In view of the insights from previous studies that MDEGs can be detected concurrently by joining gene expression and methylation microarray data, we explored the interaction network of differentially expressed genes and differentially methylated genes along with interrelated signalling pathways to find novel insights into the biological characteristics and pathways of methylated-differentially expressed genes in HCC.
The objective was to discover MDEGs in HCC, and explore relevant hub genes and potential pathways to make notional viewpoints available for the development and progression of HCC.

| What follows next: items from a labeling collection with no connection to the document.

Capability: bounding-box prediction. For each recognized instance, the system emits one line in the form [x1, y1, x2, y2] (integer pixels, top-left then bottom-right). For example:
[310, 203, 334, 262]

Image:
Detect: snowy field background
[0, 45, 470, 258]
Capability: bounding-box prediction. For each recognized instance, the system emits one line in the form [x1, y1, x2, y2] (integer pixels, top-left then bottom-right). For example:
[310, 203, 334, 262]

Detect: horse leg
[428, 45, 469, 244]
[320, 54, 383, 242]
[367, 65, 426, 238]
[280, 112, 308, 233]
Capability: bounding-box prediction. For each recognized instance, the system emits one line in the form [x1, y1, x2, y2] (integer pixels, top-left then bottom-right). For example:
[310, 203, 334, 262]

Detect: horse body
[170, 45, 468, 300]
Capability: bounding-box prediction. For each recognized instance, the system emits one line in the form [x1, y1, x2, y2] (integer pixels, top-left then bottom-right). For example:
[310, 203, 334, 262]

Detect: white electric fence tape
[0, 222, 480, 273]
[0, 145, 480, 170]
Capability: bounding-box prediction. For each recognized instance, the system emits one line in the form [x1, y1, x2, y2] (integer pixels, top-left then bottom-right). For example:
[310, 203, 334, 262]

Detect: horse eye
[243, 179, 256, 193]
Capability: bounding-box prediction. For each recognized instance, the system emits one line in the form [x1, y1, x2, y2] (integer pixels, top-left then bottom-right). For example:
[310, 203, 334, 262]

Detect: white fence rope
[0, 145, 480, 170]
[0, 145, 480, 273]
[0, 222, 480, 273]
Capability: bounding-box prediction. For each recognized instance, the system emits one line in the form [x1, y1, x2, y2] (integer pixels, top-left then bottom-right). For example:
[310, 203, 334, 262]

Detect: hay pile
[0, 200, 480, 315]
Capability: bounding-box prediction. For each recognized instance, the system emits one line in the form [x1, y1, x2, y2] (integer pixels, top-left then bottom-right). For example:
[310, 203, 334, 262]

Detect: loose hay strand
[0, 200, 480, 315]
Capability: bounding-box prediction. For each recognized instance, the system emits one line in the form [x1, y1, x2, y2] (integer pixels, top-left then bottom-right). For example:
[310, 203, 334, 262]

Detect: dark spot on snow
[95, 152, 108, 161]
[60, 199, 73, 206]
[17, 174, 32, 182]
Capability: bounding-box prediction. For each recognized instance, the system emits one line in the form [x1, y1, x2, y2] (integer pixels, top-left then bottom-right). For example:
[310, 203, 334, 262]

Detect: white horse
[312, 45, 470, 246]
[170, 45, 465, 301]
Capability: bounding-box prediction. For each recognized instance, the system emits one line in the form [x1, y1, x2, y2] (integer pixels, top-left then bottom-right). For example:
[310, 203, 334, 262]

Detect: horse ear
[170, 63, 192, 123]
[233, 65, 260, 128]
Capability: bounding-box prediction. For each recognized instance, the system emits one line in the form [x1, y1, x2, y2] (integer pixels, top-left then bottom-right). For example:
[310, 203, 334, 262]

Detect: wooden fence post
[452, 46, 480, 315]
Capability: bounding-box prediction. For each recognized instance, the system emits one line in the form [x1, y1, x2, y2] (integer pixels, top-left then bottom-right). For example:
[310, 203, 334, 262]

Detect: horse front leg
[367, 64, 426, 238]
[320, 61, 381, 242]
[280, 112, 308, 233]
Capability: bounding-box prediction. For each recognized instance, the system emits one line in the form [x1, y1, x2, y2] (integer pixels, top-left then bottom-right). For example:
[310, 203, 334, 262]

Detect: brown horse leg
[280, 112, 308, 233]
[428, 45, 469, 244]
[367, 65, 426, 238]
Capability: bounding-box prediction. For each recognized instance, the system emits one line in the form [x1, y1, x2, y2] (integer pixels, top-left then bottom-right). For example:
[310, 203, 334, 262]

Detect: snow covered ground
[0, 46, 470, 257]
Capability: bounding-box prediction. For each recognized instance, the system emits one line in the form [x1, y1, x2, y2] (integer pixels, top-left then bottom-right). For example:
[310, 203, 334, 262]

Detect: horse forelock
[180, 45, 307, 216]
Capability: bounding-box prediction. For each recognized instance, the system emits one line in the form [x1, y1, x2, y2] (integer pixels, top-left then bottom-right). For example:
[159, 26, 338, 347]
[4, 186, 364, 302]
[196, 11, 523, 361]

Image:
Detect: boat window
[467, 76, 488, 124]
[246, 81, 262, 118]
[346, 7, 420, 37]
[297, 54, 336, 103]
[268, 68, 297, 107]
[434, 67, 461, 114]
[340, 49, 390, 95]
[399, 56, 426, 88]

We analyzed differentially methylated genes and differentially expressed genes using a series of bioinformatics databases and tools including GEO Datasets, DAVID, STRING, and Cytoscape.
We categorized 266 hypermethylated, lowly expressed genes (Hyper-LGs) and 161 hypomethylated, highly expressed genes (Hypo-HGs) in GO, KEGG, and PPI analyses. Hyper-LGs mainly refer to endogenous and hormone stimulus, cell surface receptor linked signal transduction, and behavior, while Hypo-HGs refer to DNA replication, metabolic processes, cell cycle, and cell division. Pathway analysis showed that Hyper-LGs were enriched in cancer, Wnt, and chemokine signalling pathways, while Hypo-HGs were related to cell cycle and steroid hormone biosynthesis pathways. Based on PPI networks, PTGS2, PIK3CD, CXCL1, ESR1, and MMP2 were identified as hub genes for Hyper-LGs, and CDC45, DTL, AURKB, CDKN3, MCM2, and MCM10 were identified for Hypo-HGs by combining six ranked methods of cytoHubba.
We found that interactions among MDEGs of different functions and signalling pathways are related to the pathogenesis of HCC by a series of bioinformatics databases and tools. Hub genes for Hyper-LGs of HCC included PTGS2, PIK3CD, CXCL1, ESR1, and MMP2; such genes for Hypo-HGs included CDC45, DTL, AURKB, CDKN3, MCM2, and MCM10. As special biomarkers based on aberrant methylation, these hub genes might be useful for accurate diagnosis and treatment of HCC. This study provides hypothetical and biological characteristic insight into the pathogenesis of HCC.
The present findings indicate that the MDEGs in HCC can have a regulatory function in biological processes and molecular function and that they are reliable with functional enrichment analysis. As some genes and pathways identified in the present study have not been formally investigated as targets in the progression of HCC, further research is needed.